In the 1890s, when Helen Keller was still a child, she was accused of plagiarizing a short story she’d penned. Though she was eventually cleared, the incident seemed to have made a mark on her friend Mark Twain. A decade later, Twain wrote in a letter to her: “Oh, dear me, how unspeakably funny and owlishly idiotic and grotesque was that ‘plagiarism’ farce! As if there was much of anything in any human utterance, oral or written, except plagiarism… For substantially all ideas are secondhand, consciously and unconsciously drawn from a million outside sources.” Twain, in his delightfully evocative prose, was pre-empting the popular belief that originality is an illusion—that all creativity is, at its core, derivative. His skepticism toward originality foreshadowed ideas of postmodern theorists, who questioned not only the notion of unique authorship but also the source of meaning in a text.

Traditionally in literature, the author is celebrated as a unique creative genius, the sole originator of a work’s meaning. Postmodernist thinkers challenged this view—arguing that the meaning of a text comes from the reader’s interpretation, not the writer’s intent​. In his prescient 1986 essay Cybernetics and Ghosts, surrealist writer Italo Calvino dreams of machines capable of writing, and in that eventuality, describes how literature will abound: “Once we have dismantled and reassembled the process of literary composition, the decisive moment of literary life will be that of reading. In this sense, even though entrusted to machines, literature will continue to be a ‘place’ of privilege within the human consciousness… The work will continue to be born, to be judged, to be destroyed or constantly renewed on contact with the eye of the reader.” 

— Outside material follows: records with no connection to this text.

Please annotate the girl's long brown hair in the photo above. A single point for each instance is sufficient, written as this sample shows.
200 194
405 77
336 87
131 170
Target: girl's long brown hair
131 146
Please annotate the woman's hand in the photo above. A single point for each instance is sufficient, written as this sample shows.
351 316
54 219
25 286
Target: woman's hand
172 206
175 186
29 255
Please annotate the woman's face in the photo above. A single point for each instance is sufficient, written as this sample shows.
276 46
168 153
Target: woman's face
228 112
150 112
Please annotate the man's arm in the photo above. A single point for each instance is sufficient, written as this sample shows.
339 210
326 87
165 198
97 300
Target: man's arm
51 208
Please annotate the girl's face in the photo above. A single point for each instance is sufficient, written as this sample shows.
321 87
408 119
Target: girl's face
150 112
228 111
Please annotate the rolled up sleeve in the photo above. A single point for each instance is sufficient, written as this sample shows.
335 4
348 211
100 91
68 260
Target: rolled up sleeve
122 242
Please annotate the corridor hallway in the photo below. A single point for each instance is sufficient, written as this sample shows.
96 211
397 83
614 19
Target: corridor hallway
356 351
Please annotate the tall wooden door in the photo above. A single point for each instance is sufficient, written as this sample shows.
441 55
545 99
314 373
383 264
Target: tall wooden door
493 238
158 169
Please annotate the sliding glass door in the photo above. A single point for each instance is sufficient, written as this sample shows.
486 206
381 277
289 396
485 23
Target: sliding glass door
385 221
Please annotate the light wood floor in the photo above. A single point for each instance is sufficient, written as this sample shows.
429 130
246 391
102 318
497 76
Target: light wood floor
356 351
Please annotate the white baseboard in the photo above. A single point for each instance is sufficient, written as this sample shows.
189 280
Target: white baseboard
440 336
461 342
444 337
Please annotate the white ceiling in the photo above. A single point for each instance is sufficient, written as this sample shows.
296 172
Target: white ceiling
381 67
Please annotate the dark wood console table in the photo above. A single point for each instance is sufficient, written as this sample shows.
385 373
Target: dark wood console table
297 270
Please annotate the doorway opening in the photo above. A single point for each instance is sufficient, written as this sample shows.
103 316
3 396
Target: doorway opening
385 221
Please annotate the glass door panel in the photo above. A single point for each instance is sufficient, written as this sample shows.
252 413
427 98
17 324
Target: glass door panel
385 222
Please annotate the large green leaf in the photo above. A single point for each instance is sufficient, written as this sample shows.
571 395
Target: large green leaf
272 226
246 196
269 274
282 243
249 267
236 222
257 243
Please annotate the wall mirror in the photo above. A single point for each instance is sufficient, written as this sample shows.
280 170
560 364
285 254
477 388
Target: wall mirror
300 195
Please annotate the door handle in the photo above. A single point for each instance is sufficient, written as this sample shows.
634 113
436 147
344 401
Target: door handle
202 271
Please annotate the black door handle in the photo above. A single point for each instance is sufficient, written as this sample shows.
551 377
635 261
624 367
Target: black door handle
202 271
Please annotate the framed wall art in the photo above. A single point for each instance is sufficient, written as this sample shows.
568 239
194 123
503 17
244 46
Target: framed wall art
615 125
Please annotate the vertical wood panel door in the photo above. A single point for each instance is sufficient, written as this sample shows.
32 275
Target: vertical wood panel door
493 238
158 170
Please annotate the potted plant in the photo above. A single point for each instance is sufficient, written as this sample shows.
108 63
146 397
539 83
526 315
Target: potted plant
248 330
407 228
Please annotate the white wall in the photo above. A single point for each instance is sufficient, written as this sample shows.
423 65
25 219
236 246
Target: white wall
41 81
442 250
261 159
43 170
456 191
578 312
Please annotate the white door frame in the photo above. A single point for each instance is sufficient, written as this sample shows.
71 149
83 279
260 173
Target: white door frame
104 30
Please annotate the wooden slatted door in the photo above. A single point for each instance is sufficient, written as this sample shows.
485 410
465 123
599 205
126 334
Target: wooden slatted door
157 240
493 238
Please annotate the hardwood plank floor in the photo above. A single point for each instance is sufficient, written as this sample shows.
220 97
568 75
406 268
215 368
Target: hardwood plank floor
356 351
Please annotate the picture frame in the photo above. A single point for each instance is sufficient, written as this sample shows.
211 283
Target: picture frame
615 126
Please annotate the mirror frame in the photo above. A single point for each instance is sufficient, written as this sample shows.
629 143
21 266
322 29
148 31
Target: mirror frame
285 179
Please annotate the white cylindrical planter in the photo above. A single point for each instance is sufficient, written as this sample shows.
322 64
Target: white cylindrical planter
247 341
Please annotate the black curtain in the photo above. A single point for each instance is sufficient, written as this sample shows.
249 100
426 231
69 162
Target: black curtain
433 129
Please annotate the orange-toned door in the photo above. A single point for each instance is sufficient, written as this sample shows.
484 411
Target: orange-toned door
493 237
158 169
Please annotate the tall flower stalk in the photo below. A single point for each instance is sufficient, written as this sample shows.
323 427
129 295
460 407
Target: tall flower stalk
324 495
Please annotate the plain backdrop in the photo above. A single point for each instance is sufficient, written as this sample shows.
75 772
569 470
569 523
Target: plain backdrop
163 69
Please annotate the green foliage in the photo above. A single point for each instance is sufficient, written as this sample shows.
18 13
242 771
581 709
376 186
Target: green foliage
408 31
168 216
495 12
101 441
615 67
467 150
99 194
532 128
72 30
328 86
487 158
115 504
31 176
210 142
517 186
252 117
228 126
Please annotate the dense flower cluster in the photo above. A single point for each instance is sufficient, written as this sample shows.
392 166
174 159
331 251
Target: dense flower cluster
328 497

Per this school of thought, creativity doesn’t reside in the writer’s hand—human or AI—but in the reader’s willingness to make meaning.

What does this tell us about ourselves, and LLMs

I started research on this piece with the hopes of answering what I thought was a binary question: either LLMs could write creatively, or they couldn’t. But my honest conclusion is that creativity exists on a spectrum. Like many things that intrigue and beguile us—love, consciousness, intelligence—it defies straightforward definitions. Language models are creative, and have been for many decades—if you see creativity in the processes of combination and exploration, or if you believe meaning, ultimately, resides in the reader's interpretation. But if you believe that true creativity requires lived human experience, unconscious incubation, or a fundamentally new way of thinking, LLMs still have ways to go. As we question whether an AI can truly write, reason, or create, it seems that we’re compelled to define our own abilities more precisely than ever before.